Amertume car j'ai le sentiment d'avoir été floué par la quatrième de couverture qui est, pour moi, une totale escroquerie :
Non, la recherche de la nature de la "malédiction des soeurs Chapel" n'est pas un sujet traité par le roman. En substance, la raison des faits terribles qui s'y déroulent n'intéressent curieusement personne et restera globalement inexpliquée au-delà de "les hommes c'est mal, ça tue". Episodiquement, l'auteure essaie d'en faire une parabole de la condition féminine dans un procédé qui à mon avis est artificiel, manque cruellement d'à-propos et est pour le moins facile. le reste de la quatrième de couverture enchaine les effets marketings du même tonneau : non, la crédibilité de "Belinda, la mère a l'esprit torturé qui peut prédire leur destin" n'est pas un enjeu du roman et non, Iris "la cadette" - qui est la narratrice au passage - n'aura pas de "sombre choix à faire pour survivre à tout prix". Enfin, la tonalité "gothique" annoncée m'a laissé à l'arrivée sceptique, mais ne chipotons pas, l'inclusion de quelques psychoses fantomatisées / fantômes psychotisés peut amener éventuellement une très vague filiation avec les textes de
Mary Shelley et de ses consoeurs.
Un synopsis plus honnête aurait été à mon sens : "Les six soeurs Chapel sont maudites, le principe mâle leur est fatal. Iris Chapel, cinquième membre de la sororité, a survécu. Des décennies après les faits, elle va nous raconter son histoire. Heureusement dotée d'une hypermnésie quasi inhumaine, elle nous plongera, page après page, dans le quotidien détaillé de cette famille américaine des années 50."

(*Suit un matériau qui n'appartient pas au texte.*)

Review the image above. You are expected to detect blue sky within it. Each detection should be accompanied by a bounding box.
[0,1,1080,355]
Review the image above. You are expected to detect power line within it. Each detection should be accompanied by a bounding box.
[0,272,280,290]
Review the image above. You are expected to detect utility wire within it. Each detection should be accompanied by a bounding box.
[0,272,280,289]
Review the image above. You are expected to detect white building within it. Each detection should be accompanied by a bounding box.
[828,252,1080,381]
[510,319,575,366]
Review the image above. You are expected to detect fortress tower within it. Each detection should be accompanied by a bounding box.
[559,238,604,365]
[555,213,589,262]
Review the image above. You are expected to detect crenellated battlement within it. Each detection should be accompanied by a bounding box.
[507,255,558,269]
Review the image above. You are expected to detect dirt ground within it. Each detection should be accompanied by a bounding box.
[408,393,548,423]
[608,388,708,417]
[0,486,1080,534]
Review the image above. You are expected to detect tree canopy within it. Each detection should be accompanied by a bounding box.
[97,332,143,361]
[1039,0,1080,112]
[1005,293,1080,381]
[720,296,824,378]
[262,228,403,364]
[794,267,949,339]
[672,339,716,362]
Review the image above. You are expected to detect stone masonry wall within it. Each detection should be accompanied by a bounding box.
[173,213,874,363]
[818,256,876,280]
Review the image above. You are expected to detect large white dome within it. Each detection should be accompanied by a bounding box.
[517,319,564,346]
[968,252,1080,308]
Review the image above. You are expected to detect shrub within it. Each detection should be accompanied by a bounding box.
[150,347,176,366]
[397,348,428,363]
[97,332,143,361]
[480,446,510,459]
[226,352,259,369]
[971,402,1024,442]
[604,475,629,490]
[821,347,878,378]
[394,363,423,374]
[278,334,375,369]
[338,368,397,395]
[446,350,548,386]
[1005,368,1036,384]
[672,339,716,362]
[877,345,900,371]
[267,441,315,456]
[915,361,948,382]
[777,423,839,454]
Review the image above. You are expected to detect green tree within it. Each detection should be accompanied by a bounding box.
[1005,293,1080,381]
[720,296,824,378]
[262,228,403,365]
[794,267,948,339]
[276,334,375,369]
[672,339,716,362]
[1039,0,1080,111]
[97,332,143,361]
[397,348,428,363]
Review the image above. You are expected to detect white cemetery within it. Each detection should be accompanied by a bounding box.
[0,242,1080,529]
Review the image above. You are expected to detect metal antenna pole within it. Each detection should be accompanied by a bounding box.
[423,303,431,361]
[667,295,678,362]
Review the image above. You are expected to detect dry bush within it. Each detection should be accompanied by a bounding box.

Car oui, la très large majorité du texte consiste en des descriptions de scènes somme toute assez banales et ce avec une minutie plutôt accessoire - comme par exemple l'énumération de la composition précise d'une série de sandwichs et de leurs garnitures ou la liste des cocktails et des boissons servies à chacun des participants à un repas. Ses kilomètres de banalités plutôt ennuyeuses contrastent d'autant avec la brièveté avec laquelle sont expédiés les moments intenses censés être le coeur de l'intrigue.
Et de mon point de vue, le tout manque de cohérence, à commencer par les motivations des personnages. Passons les états d'âmes des hommes dont on se moque royalement (de toute manière, ils sont, au mieux, débiles à manger du foin). Mais les personnages principaux y compris la narratrice, qui passent pourtant un temps fou à nous expliquer ses moindres pensées, prennent bien souvent des décisions incompréhensibles. J'imagine que l'auteure s'essaie à dresser une espèce de tragédie symbolique sensée se suffire à elle-même. "Pourquoi fait elle n'importe quoi, vous demandez vous ? Parce qu'elle est maudite, voyez-vous ! Donc ça finit mal : c'est le destin !" Soit. Encore une fois, le procédé est facile et en tout cas m'a laissé plus que perplexe.
En résumé donc, j'ai été perdu face à l'oeuvre de
Sarai Walker qui, il me semble, évite paresseusement ce qui aurait dû donner corps au projet (le sens de la malédiction, les rapports homme-femme, la psychologie des soeurs, etc) pour laisser au final un empilement de platitudes peu inspirées.